High dimensional theory of two-phase optimizers

arXiv cs.LG / 3/31/2026

💬 OpinionSignals & Early TrendsIdeas & Deep AnalysisModels & Research

Key Points

  • The paper studies LA-DiLoCo, a member of the DiLoCo family, analyzing how a one-worker “LA” variant and its multi-worker two-phase form behave on a high-dimensional linear regression task.
  • It finds that the single-worker algorithm offers a different signal-versus-noise tradeoff compared with SGD, which can be advantageous in many settings.
  • The multi-worker version produces more noise than the single-worker variant, but the paper shows that proper hyperparameter choices can mitigate this extra noise.
  • It extends the analysis to SLA (LA with momentum) and argues that combining two momentum operators can accelerate convergence by effectively reshaping the Hessian spectrum, with Nesterov momentum performing best.
  • Overall, the work positions partially asynchronous two-phase optimizers as a promising new paradigm for understanding and improving optimization in larger training setups.

Abstract

The trend towards larger training setups has brought a renewed interest in partially asynchronous two-phase optimizers which optimize locally and then synchronize across workers. Additionally, recent work suggests that the one-worker version of one of these algorithms, DiLoCo, shows promising results as a (synchronous) optimizer.
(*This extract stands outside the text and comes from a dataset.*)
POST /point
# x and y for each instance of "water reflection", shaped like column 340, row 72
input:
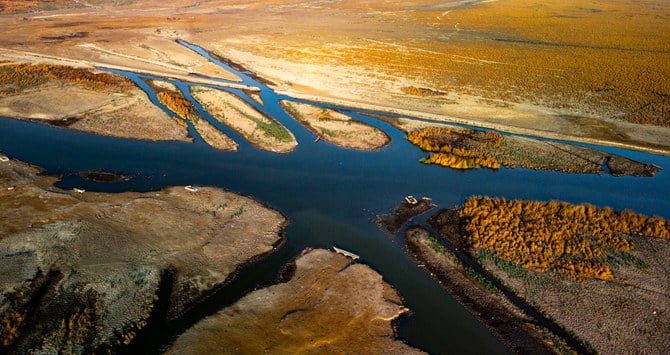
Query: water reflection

Motivated by these studies we present an analysis of LA-DiLoCo, a simple member of the DiLoCo family, on a high-dimensional linear regression problem. We show that the one-worker variant, LA, provides a different tradeoff between signal and noise than SGD, which is beneficial in many scenarios. We also show that the multi-worker version generates more noise than the single worker version, but that this additional noise generation can be ameliorated by appropriate choice of hyperparameters. We conclude with an analysis of SLA -- LA with momentum -- and show that stacking two momentum operators gives an opportunity for acceleration via a non-linear transformation of the "effective'' Hessian spectrum, which is maximized for Nesterov momentum. Altogether our results show that two-phase optimizers represent a fruitful new paradigm for understanding and improving training algorithms.